Ketika beberapa bualn lalu saya ditanya mengenai apa yang saya pesan yang saya dapat dari buku ini, saya menceritakan kekesalan saya atas Oishi yang “womanizer”. Awalnya, saya menganggap buku ini adalah pelegalan atas perselingkuhan. Ya, saya memang sangat naïf. Meskipun saya sudah membaca bahwa di bab mengenai Okaru jelas jelas Oishi telah menceraikan istrinya, saya tetap merasa Oishi telah beselingkuh. Saya rasa ini tidak adil bagi istrinya, diceraikan dengan alasan ingin fokus dan mau melindungi keluarga mereka namun ternyata sang suami sempat terlibat cinta dengan sang geisha.
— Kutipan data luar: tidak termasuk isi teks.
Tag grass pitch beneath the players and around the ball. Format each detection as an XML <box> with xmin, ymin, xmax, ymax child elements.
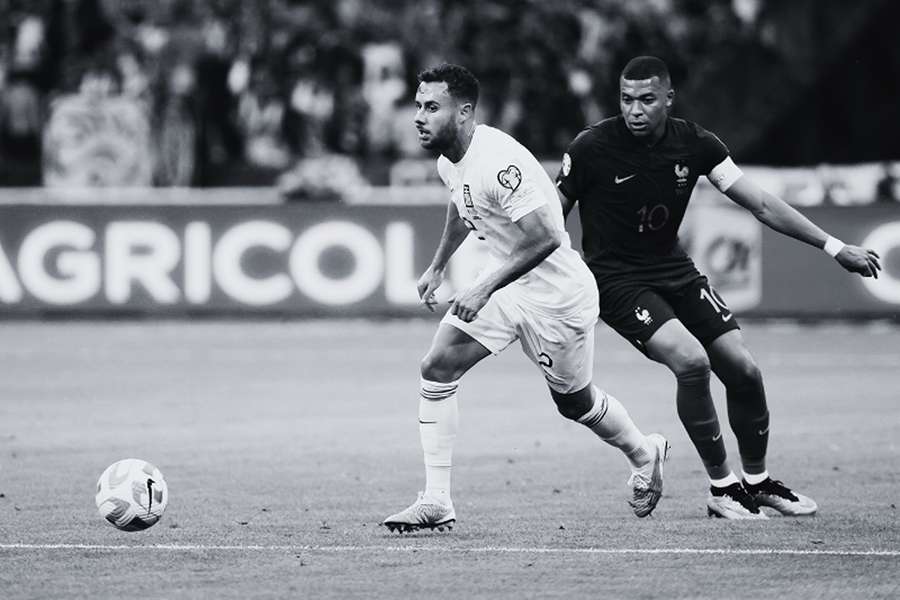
<box><xmin>0</xmin><ymin>320</ymin><xmax>900</xmax><ymax>599</ymax></box>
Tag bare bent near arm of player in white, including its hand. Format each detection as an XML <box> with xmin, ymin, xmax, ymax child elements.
<box><xmin>451</xmin><ymin>206</ymin><xmax>562</xmax><ymax>323</ymax></box>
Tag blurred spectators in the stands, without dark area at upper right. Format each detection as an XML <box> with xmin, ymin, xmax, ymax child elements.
<box><xmin>0</xmin><ymin>0</ymin><xmax>896</xmax><ymax>202</ymax></box>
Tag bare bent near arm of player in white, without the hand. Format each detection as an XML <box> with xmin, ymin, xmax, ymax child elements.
<box><xmin>484</xmin><ymin>206</ymin><xmax>562</xmax><ymax>294</ymax></box>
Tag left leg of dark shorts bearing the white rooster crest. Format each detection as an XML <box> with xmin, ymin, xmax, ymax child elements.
<box><xmin>600</xmin><ymin>286</ymin><xmax>676</xmax><ymax>354</ymax></box>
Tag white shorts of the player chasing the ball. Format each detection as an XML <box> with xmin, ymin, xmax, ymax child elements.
<box><xmin>441</xmin><ymin>280</ymin><xmax>599</xmax><ymax>394</ymax></box>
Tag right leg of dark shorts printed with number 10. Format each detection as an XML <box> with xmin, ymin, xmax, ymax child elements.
<box><xmin>672</xmin><ymin>277</ymin><xmax>740</xmax><ymax>347</ymax></box>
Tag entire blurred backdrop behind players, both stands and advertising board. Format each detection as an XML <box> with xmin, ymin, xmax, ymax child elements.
<box><xmin>0</xmin><ymin>0</ymin><xmax>900</xmax><ymax>318</ymax></box>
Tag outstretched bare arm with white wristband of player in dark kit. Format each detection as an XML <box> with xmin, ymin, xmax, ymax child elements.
<box><xmin>724</xmin><ymin>176</ymin><xmax>881</xmax><ymax>278</ymax></box>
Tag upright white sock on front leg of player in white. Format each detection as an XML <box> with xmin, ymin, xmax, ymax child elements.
<box><xmin>419</xmin><ymin>379</ymin><xmax>459</xmax><ymax>502</ymax></box>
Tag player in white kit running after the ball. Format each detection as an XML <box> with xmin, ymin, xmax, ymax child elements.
<box><xmin>383</xmin><ymin>64</ymin><xmax>668</xmax><ymax>533</ymax></box>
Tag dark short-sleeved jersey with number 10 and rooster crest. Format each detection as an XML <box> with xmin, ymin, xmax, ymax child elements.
<box><xmin>557</xmin><ymin>116</ymin><xmax>728</xmax><ymax>284</ymax></box>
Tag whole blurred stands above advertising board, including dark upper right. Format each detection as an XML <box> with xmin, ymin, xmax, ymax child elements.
<box><xmin>0</xmin><ymin>0</ymin><xmax>900</xmax><ymax>204</ymax></box>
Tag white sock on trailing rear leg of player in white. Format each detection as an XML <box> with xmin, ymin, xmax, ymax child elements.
<box><xmin>578</xmin><ymin>386</ymin><xmax>653</xmax><ymax>468</ymax></box>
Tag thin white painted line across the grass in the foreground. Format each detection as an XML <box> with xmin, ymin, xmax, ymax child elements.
<box><xmin>0</xmin><ymin>544</ymin><xmax>900</xmax><ymax>558</ymax></box>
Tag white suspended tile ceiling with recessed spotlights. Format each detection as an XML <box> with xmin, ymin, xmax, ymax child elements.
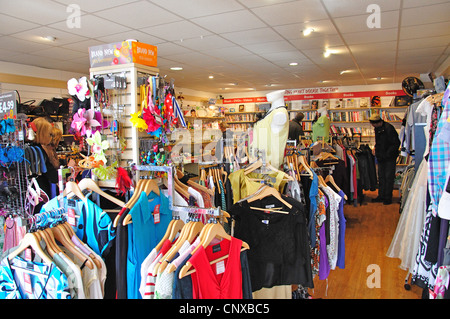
<box><xmin>0</xmin><ymin>0</ymin><xmax>450</xmax><ymax>94</ymax></box>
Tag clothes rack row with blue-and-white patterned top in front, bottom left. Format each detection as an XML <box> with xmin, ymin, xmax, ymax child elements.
<box><xmin>0</xmin><ymin>209</ymin><xmax>106</xmax><ymax>299</ymax></box>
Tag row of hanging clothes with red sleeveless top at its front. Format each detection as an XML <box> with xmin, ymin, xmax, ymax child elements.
<box><xmin>139</xmin><ymin>209</ymin><xmax>251</xmax><ymax>299</ymax></box>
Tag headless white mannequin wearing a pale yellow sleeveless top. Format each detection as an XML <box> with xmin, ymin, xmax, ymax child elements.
<box><xmin>252</xmin><ymin>90</ymin><xmax>289</xmax><ymax>168</ymax></box>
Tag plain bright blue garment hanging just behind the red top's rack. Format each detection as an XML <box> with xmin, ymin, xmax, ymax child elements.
<box><xmin>127</xmin><ymin>192</ymin><xmax>172</xmax><ymax>299</ymax></box>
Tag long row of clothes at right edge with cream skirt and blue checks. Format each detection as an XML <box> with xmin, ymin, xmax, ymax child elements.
<box><xmin>387</xmin><ymin>87</ymin><xmax>450</xmax><ymax>298</ymax></box>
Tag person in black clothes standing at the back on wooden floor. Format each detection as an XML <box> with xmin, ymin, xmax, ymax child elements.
<box><xmin>369</xmin><ymin>114</ymin><xmax>400</xmax><ymax>205</ymax></box>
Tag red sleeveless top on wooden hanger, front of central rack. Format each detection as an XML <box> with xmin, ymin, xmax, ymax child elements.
<box><xmin>189</xmin><ymin>237</ymin><xmax>242</xmax><ymax>299</ymax></box>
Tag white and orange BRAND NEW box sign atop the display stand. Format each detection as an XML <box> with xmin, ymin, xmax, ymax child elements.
<box><xmin>89</xmin><ymin>40</ymin><xmax>158</xmax><ymax>68</ymax></box>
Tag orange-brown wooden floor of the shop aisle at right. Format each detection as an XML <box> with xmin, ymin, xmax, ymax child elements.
<box><xmin>309</xmin><ymin>192</ymin><xmax>422</xmax><ymax>299</ymax></box>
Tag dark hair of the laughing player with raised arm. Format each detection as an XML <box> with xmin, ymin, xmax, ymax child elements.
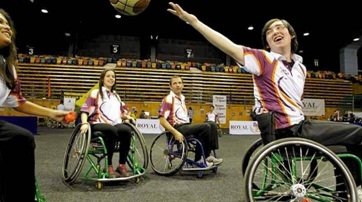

Meskipun saya telah dijelaskan bahwa Okaru adalah orang baik dan pada dasarnya itu hanya sebuah taktik, saya tetap membenci Okaru dan menganggap Oishi tidak adil. Apakah kalau Okaru adalah orang baik maka itu akan mengurangi rasa sakit hatinya bahwa hati suaminya juga telah dimiliki Okaru?
Namun malam ini secara random saya teringat kembali kisah itu. Bagaimana ternyata saya terlalu fokus pada satu sisi saja? Bagaimana kalau saya salah menerjemahkan maksud penulisnya keika ia menceritakan Okaru? Bagaimana ternyata saya salah menegenali Okaru? Setiap wanita tidak ingin menjadi orang ketiga dan ketika dia menjadi orang ketiga, apakah dia salah? Apakah dia menginginkannya? Apakah dia tidak berhak untuk dibela? Apakah dia juga tidak sakit hati ketika sekelilingnya menceritakan tentang istri dan segala masa lalu keluarga Oishi?
Malam ini saya bersyukur telah memaafkan Okaru yang saya benci saat itu. Terlalu egois bila menyalahkannya. Mungkin seperti yang pendapat orang : “Soal Okaru itu mungkin karena bablas, just by accident”. Jujur saja, saya didik dalam keluarga yang menjunjung tinggi komitmen dan kesetiaan dalam berhubungan dengan siapa saja, baik itu keluarga, sahabat maupun dalam menjalankan organisasi dan tentu saja saya dulu cenderung memihak istri Oishi dan sekarang pun tidak berarti saya berbalik tidak mengasihinya. Beberapa bulan lalu, saya menyalahkan Oishi dan Okaru untuk insiden mereka dan menganggap bab-bab kebersamaan mereka merusak keseluruhan buku itu. Namun saat ini, saya melihat masalah ini dengan sedikit berbeda.
Kita tidak tahu kita telah membuat orang sedih ataupun kecewa atas kebahagiaan yang kita rasakan sekarang, namun semoga kita semua mendapatkan kisah dan akhir yang bahagia.